If the violins were taken away from the musicians performing Beethoven’s 9th symphony, the resulting composition would sound very different. If instead the violins were left on stage but the violinists were removed, the same mutant version of the symphony would be heard.

But what if it ended up sounding like “Hey Jude” instead?

This sort of surprise is what scientists from the Virginia Tech Carilion Research Institute recently experienced after what they assumed to be a routine experiment in neurodevelopment. Previous studies had shown that the glycoprotein Reelin is crucial to developing healthy neural networks. Logically, taking away the two receptors that Reelin is known to act on early in the brain’s development should create the same malformations as taking away Reelin itself.

It didn’t.

“We conducted the experiment thinking we’d see the same defects for both cases – Reelin deficiency and its receptors’ deletion – but we didn’t,” said Michael Fox, an associate professor at the Virginia Tech Carilion Research Institute and the lead author of the study. “If you take away the receptors instead of the targeting molecule, you get an entirely separate set of abnormalities. The results raise the question of the identity of other molecules with which Reelin and the two receptors are interacting.”

In the early stages of neural development, neurons grow from the retina to a small portion of the brain called the thalamus. All sensory information coming into the brain gets routed through this region, before being transmitted to the cerebral cortex for further processing. Because these retinal neurons carry specific types of information, they must connect to specific places in the thalamus, which Reelin helps them find.

In the experiment, the scientists bred mice lacking both Reelin receptors known to be critical for neurons to navigate their targets during development.

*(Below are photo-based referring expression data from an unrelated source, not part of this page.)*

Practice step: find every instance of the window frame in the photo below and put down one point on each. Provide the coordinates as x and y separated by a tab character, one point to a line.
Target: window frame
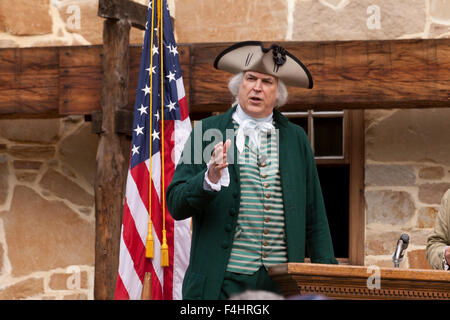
354	157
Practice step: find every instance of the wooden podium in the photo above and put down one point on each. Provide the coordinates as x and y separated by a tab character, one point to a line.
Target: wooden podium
360	282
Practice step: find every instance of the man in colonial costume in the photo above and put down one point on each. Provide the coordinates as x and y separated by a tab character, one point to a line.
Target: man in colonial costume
256	199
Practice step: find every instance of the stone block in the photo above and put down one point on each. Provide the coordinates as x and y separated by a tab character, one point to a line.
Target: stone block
26	176
30	130
2	251
25	18
27	164
389	175
35	152
80	17
69	280
426	217
65	188
76	296
79	150
389	207
228	20
431	173
410	135
417	259
4	178
357	20
432	193
440	11
23	289
43	235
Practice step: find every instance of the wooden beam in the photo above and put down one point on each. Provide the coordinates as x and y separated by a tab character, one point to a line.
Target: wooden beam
111	164
380	74
134	13
347	75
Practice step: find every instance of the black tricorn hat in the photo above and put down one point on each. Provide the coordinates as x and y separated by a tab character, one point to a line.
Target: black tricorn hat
275	60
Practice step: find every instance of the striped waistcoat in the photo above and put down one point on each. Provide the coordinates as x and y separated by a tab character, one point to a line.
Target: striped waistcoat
260	231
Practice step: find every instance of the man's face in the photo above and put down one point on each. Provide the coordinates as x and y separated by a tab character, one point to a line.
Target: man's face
258	93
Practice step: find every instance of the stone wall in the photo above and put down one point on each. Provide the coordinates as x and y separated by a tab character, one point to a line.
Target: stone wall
407	172
47	223
47	166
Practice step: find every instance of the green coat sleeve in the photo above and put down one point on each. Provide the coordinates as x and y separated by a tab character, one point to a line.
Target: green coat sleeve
185	194
440	238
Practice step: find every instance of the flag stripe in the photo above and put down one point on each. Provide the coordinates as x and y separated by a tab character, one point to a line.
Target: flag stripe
145	176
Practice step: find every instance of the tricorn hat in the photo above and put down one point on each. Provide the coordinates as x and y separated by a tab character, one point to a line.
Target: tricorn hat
276	61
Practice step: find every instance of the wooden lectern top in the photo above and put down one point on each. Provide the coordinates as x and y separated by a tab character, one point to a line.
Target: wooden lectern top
360	282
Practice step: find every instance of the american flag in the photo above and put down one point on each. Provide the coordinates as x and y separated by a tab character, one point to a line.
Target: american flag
133	264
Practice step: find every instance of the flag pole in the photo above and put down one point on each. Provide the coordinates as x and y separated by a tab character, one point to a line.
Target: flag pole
164	246
149	252
147	288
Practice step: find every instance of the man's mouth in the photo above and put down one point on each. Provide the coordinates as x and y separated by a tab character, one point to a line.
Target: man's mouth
255	99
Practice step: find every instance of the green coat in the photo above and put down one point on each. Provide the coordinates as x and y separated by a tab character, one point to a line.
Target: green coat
440	238
214	214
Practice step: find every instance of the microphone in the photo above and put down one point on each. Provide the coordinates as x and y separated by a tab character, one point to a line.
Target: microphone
261	159
402	244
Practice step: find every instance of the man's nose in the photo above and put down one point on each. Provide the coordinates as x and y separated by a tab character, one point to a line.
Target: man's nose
257	86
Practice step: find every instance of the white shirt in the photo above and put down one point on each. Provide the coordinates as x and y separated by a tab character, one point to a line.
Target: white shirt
247	126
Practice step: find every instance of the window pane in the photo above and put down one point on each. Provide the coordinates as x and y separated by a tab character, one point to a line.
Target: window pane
328	137
302	122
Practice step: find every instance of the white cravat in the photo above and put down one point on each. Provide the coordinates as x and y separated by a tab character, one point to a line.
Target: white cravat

The scientists expected the neurons in the mutants to become lost and unable to find their targets, which is what happens in Reelin-deficient mice. Instead, the neurons were able to locate their targets, but those targets had wandered off.

While these results were surprising, they weren’t the most interesting of the experiment. Although most neurons look the same to people without advanced training in neuroscience, many different types are intermixed in distinct regions with strict borders. How these borders are formed, however, is still an open question.

“Many of us have questioned how you can have such a crisp boundary between two regions of the brain,” said Jianmin Su, a research assistant professor at the research institute and first author of the study. “I always thought it was a large number of cells creating some kind of cue or environment, but that isn’t what this experiment indicates.”

In the mice without the Reelin receptors, neurons from one part of the thalamus migrated to an area where they weren’t supposed to be. Even though only a handful of neurons were misplaced, they did not mingle with their new neighbors. They stayed separate.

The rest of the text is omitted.